Gifford was famous, really, from the time he was a tailback at USC in the early 1950s. It started there for him. Then he was the No. 1 draft choice of the Giants and the MVP of their championship team in 1956, running for more than 800 yards in 12 games that year, catching passes for 600 more yards, scoring nine touchdowns, on his way to the Hall of Fame. He was a halfback in those days, No. 16 of the Giants, taking the ball from Chuckin’ Charlie Conerly.
But then he got knocked down and out one Sunday by Chuck Bednarik of the Eagles, Bednarik hitting Frank Gifford so hard he knocked him into retirement. Gifford was in the hospital for 10 days and away from football and away from the Giants for a year. When he came back, he came back as a wide receiver. Of course he was Comeback Player of the Year, just because that is the way things had always gone for him. But when he did come back the way he did, we found out one more thing about Frank Gifford, a hardscrabble kid out of Santa Monica who became one of the storied names in sports:
We found out how tough he was, too.
He retired from the Giants in 1964, started doing television work in the city for CBS. And then in 1971, Frank Gifford was the play-by-play man in the second year of “Monday Night Football,” replacing Keith Jackson. He was part of another glamorous and legendary team now, in the same booth with Howard Cosell and Dandy Don Meredith. The rest was merely broadcast history.

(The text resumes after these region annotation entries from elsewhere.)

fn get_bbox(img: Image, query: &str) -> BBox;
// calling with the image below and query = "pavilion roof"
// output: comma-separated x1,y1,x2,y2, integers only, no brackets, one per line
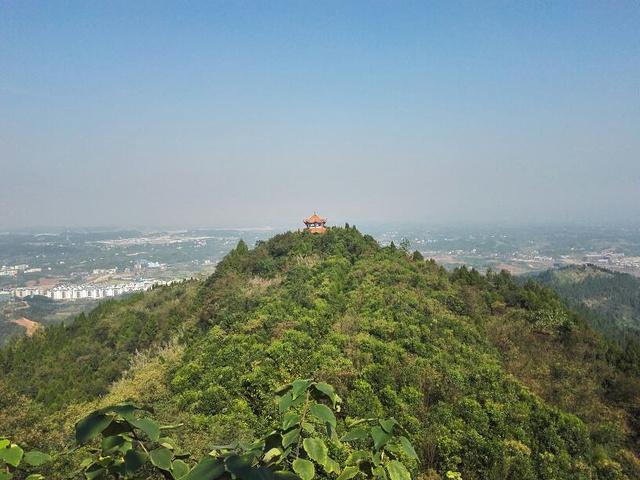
304,213,327,223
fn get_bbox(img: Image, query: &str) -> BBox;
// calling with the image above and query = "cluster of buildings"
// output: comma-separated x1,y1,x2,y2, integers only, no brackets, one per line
0,264,42,277
583,251,640,275
0,280,168,300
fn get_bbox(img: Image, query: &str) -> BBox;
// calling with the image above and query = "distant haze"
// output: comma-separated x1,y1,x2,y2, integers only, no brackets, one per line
0,0,640,230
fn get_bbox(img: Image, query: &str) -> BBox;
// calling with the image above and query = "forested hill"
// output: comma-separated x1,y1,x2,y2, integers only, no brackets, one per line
0,228,640,480
535,265,640,343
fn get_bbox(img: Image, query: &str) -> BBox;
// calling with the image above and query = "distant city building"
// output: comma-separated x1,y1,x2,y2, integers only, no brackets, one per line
5,280,168,300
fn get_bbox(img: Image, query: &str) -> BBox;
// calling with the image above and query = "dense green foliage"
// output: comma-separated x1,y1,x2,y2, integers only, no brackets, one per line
535,265,640,343
0,437,51,480
0,228,640,480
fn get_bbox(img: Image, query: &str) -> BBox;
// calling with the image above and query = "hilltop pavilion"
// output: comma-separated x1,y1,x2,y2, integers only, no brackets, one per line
303,212,327,233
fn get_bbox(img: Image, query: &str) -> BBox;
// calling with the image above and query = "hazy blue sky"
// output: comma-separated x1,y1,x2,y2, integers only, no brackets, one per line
0,0,640,229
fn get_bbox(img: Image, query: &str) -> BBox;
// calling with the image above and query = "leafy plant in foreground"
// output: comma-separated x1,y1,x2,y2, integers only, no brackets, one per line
76,403,189,480
186,379,417,480
0,437,51,480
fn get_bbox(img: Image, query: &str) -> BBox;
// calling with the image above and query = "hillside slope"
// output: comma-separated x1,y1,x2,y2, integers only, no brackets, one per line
535,265,640,342
0,228,640,480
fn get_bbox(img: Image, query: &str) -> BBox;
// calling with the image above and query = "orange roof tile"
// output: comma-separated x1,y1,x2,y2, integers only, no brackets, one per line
304,213,327,223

There would be other partners for Gifford over the years, in the amazingly long run he had on Monday nights between 1971 and 1997; he would eventually switch to being an analyst. But it was the first team that would be remembered, because Gifford and Cosell and Meredith were as much a rock group as anything sports television had ever seen, and would ever see.
“It was,” Frank told me one time in Florida, “as if all three of us got hit by lightning.”

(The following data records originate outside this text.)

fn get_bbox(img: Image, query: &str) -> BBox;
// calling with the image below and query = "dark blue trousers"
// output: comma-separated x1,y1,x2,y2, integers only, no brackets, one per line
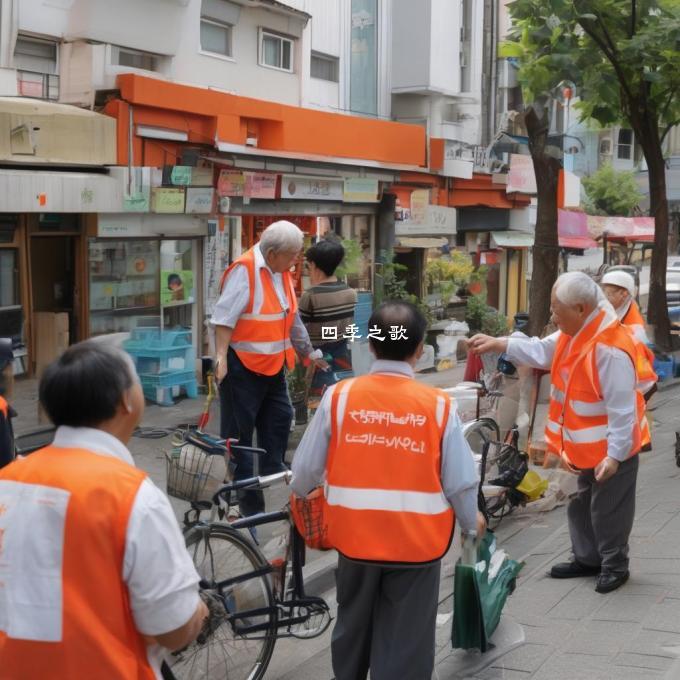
220,349,293,516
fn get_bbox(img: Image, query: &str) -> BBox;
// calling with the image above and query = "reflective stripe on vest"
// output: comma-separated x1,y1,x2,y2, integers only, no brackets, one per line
0,446,155,680
325,374,454,563
221,248,297,375
545,311,648,469
326,485,451,515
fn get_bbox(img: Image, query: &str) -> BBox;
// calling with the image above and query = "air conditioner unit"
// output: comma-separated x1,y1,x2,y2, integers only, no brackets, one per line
442,104,458,123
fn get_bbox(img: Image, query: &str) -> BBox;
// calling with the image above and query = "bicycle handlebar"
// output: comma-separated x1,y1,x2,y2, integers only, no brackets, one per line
184,432,267,457
212,470,293,505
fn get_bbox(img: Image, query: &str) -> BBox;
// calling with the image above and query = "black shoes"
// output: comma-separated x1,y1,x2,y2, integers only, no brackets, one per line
595,571,630,593
550,561,600,578
550,561,630,593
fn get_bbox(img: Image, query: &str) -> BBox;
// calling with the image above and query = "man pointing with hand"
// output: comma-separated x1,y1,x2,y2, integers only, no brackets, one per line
469,272,645,593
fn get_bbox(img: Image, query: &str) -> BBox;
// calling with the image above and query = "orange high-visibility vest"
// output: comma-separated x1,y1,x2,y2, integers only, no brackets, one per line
220,248,297,375
325,374,455,563
545,312,645,470
0,446,155,680
621,300,659,390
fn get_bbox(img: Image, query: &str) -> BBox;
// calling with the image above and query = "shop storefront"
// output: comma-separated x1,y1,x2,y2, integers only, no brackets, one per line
87,214,209,356
216,168,379,294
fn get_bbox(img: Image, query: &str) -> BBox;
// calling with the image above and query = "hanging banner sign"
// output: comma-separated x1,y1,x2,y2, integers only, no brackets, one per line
343,177,380,203
184,187,215,215
281,175,344,201
151,187,184,213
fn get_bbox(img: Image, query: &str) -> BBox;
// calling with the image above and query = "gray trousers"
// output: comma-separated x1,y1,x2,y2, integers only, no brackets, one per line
567,456,640,573
331,555,440,680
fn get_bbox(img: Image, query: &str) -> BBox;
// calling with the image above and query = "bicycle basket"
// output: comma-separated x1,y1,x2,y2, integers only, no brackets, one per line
290,486,333,550
165,444,215,502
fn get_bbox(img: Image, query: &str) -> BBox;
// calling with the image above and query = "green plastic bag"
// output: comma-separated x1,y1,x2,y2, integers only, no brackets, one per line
451,531,524,652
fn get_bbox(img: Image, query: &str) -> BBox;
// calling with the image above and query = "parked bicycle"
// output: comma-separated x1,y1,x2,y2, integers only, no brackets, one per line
167,432,331,680
456,358,548,526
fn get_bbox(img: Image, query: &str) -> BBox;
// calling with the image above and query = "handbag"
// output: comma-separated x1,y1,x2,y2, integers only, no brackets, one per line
290,486,333,550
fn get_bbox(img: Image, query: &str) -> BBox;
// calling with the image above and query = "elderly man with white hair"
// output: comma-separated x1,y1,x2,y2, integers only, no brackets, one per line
211,220,328,515
600,269,658,406
470,272,645,593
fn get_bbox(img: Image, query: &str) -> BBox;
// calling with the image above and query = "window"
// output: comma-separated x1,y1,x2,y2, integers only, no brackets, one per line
14,36,57,73
349,0,378,116
113,47,158,71
616,130,633,161
310,52,339,83
201,17,233,57
14,36,59,99
260,31,293,72
459,0,472,92
0,248,19,306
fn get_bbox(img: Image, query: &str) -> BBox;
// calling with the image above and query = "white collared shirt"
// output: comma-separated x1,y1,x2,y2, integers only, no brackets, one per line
210,244,314,357
52,426,200,679
291,359,479,531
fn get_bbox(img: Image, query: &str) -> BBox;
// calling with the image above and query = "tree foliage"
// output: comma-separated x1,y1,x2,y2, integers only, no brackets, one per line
501,0,680,344
583,163,642,217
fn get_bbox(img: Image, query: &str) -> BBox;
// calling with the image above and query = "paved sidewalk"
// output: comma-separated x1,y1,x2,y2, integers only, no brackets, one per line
9,367,680,680
446,390,680,680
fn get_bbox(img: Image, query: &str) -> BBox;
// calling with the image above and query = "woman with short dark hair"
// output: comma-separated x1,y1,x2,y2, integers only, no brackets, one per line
299,238,357,394
0,338,16,468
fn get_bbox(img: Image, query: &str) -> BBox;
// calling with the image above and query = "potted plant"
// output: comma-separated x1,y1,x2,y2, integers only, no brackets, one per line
286,362,308,425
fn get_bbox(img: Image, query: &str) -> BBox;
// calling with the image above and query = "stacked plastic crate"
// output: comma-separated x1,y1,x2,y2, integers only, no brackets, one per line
125,328,198,406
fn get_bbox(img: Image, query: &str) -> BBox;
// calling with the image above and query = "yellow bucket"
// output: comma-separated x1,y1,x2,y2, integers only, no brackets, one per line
515,470,548,501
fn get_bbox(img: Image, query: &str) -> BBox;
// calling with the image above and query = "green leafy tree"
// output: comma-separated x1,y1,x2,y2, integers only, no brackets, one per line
502,0,680,347
583,163,642,217
500,9,576,335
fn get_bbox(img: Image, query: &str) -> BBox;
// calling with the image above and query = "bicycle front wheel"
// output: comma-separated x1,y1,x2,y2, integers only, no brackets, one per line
170,525,277,680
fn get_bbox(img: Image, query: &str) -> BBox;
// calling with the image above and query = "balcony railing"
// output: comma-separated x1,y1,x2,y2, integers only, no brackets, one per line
17,69,59,101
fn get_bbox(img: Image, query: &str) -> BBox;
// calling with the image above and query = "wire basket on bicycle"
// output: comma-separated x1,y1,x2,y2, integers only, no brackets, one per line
165,432,223,503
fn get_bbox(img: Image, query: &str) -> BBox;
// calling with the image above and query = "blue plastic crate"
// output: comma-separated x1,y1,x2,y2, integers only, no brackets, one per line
126,327,191,350
139,370,196,387
139,371,198,406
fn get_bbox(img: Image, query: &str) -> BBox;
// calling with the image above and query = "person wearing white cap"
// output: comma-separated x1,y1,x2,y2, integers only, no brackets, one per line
600,270,658,404
600,270,649,344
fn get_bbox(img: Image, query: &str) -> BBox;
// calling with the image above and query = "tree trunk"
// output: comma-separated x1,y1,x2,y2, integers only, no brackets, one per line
524,105,562,335
641,136,671,350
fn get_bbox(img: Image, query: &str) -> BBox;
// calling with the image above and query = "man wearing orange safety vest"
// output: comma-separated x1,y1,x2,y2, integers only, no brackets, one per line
0,341,208,680
292,302,484,680
0,338,16,468
470,272,646,593
211,220,328,515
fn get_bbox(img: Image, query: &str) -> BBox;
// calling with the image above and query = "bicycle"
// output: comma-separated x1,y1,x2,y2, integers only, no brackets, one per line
456,371,548,526
163,432,332,680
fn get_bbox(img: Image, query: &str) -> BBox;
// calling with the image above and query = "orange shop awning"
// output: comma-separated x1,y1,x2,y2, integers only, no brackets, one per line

Cosell made the most noise. Meredith had the most fun. But it was Gifford, more than willing to play the straight man, so much grace in him even when occasionally mocked by Cosell, who made sure the train stayed on the tracks, every Monday night. So he was the kind of pro there that he had been on those football Sundays with the Giants. You know why he was one of the great play-by-play men? Because he worked around Cosell and around the wit and folksy wisdom of Meredith, and made the whole thing work.
“Even though he was a huge celebrity, he never showed that to any of us who worked with him,” my friend Rob Cowen, who worked with Gifford on “Monday Night Football,” said Sunday. “He was always a man of great kindness, and generosity.”

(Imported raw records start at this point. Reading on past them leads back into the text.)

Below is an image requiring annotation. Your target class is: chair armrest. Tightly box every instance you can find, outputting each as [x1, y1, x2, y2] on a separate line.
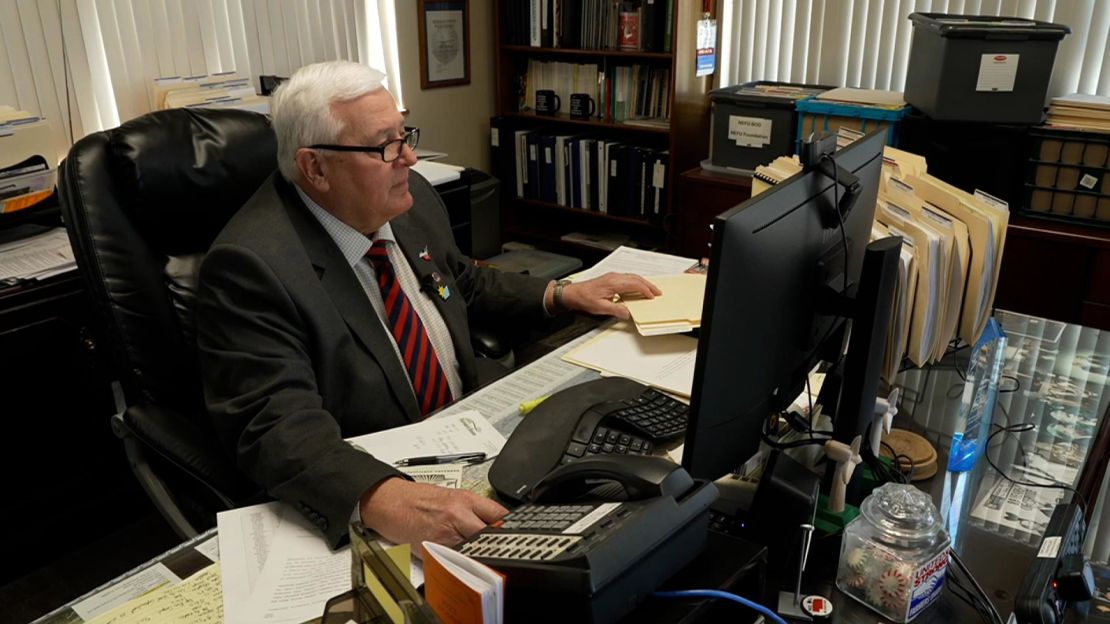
[117, 403, 260, 506]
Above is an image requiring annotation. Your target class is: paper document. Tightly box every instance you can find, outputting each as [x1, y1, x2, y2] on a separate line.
[434, 330, 602, 435]
[624, 273, 706, 335]
[0, 228, 77, 280]
[571, 246, 697, 282]
[89, 563, 223, 624]
[563, 323, 697, 397]
[347, 410, 505, 464]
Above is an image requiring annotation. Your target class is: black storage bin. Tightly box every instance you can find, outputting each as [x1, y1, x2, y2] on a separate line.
[899, 111, 1029, 207]
[709, 81, 831, 171]
[1020, 128, 1110, 228]
[906, 13, 1071, 123]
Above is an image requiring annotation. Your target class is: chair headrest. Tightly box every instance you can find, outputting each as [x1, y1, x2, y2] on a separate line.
[109, 109, 278, 255]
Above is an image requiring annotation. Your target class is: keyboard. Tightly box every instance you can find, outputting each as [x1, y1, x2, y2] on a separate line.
[559, 388, 689, 464]
[599, 388, 690, 442]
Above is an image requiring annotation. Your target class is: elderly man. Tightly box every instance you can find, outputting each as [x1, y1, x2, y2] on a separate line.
[196, 61, 658, 546]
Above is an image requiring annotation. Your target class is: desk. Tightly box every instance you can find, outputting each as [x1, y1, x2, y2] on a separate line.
[810, 311, 1110, 624]
[32, 312, 1110, 624]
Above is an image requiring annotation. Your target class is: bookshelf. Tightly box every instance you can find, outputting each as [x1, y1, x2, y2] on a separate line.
[491, 0, 712, 257]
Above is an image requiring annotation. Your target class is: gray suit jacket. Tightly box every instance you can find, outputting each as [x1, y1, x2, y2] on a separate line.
[196, 172, 546, 546]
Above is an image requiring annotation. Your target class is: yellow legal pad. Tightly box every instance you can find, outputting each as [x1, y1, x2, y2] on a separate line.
[625, 273, 705, 335]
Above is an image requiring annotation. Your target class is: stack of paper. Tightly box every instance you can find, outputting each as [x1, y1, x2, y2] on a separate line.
[424, 542, 505, 624]
[150, 72, 270, 113]
[872, 148, 1009, 379]
[624, 273, 705, 335]
[0, 107, 59, 213]
[751, 155, 801, 197]
[1045, 93, 1110, 132]
[563, 323, 697, 397]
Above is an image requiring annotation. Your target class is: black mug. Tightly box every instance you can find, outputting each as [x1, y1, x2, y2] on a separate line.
[571, 93, 597, 119]
[536, 89, 563, 114]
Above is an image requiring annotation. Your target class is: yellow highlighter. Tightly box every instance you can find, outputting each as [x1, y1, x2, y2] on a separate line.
[521, 394, 551, 416]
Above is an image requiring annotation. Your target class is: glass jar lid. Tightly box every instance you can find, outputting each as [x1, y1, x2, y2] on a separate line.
[860, 483, 944, 542]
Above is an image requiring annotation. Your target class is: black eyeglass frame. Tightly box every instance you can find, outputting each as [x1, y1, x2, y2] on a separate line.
[309, 125, 420, 162]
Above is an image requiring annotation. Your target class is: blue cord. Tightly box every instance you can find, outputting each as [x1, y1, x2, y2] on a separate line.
[652, 590, 786, 624]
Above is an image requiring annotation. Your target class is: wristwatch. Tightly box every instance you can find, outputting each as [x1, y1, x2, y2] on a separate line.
[552, 280, 571, 312]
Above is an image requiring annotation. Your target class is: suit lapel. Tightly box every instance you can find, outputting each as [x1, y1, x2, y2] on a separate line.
[280, 177, 423, 422]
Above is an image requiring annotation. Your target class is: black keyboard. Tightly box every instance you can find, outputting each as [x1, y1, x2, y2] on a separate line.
[598, 388, 690, 442]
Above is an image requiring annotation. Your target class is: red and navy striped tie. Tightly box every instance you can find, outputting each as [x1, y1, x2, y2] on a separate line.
[366, 240, 452, 414]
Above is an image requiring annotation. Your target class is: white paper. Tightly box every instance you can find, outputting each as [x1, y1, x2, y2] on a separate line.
[0, 228, 77, 280]
[564, 323, 697, 396]
[571, 246, 697, 282]
[975, 54, 1020, 91]
[347, 410, 505, 464]
[435, 330, 602, 435]
[728, 114, 771, 148]
[72, 563, 181, 622]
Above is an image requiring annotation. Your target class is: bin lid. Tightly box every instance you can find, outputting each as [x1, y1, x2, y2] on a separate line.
[909, 12, 1071, 41]
[709, 80, 833, 103]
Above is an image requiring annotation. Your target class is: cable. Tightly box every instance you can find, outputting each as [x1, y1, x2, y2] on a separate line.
[652, 590, 786, 624]
[948, 547, 1006, 624]
[982, 417, 1089, 510]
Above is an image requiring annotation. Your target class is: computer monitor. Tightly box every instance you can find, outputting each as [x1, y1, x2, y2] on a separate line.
[683, 133, 889, 479]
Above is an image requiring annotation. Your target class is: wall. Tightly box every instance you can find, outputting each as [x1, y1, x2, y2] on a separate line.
[396, 0, 495, 171]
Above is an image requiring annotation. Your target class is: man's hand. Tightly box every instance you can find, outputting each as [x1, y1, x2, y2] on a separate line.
[552, 273, 663, 320]
[359, 477, 508, 546]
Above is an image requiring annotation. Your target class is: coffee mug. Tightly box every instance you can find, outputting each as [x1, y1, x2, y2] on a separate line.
[536, 89, 563, 114]
[571, 93, 597, 119]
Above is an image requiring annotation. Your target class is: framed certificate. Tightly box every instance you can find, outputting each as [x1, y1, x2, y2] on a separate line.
[416, 0, 471, 89]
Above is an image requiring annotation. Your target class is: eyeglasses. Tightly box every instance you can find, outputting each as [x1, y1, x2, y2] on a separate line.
[309, 127, 420, 162]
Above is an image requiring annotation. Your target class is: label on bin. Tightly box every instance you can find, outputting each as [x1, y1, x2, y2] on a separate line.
[728, 114, 770, 148]
[975, 54, 1020, 91]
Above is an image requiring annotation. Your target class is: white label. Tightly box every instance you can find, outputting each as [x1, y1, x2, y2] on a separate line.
[652, 162, 667, 189]
[975, 189, 1010, 211]
[890, 178, 914, 195]
[1037, 535, 1063, 558]
[728, 114, 771, 148]
[887, 201, 914, 221]
[975, 54, 1020, 91]
[906, 548, 948, 620]
[563, 503, 620, 534]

He was originally recruited by USC to be a quarterback, and once told the writer Bob Greene that he always thought of himself as a quarterback. But he will be remembered best in football for what he did as a running back on a beloved team that owned New York — and that included owning late, big-city nights — in a way no other team ever did. He even played some defense when asked.
And though there was a seven-year gap between the end of his playing career and Roone Arledge hiring him for “Monday Night Football,” it seems in memory as if he simply went from being one kind of star to another. Think about this: From the time he played at USC until he left “Monday Night Football,” Gifford had nearly 50 years on the stage. How many athletes in this country can say they ever had a run quite like that?
“I wouldn’t trade my memories for anyone’s,” he said.
There was heartbreak along the way, when his son Kyle was badly injured in an automobile accident. There were two divorces. There was tabloid scandal after he had married another television star, Kathie Lee Gifford. And one by one, he watched as those old Giants, teammates out of such a wonderful time, Conerly and Kyle Rote, Andy Robustelli and Dick Lynch and finally Summerall, passed away.
So now does Frank Gifford, the day after a new class of players is inducted into the Pro Football Hall of Fame.
The guy other guys wanted to be once. Who gave us all those Sunday afternoons and Monday nights. Who was, more than anything, No. 16 of the New York Giants.
“He was my hero as a kid,” Giants owner John Mara said. “The ultimate Giant.”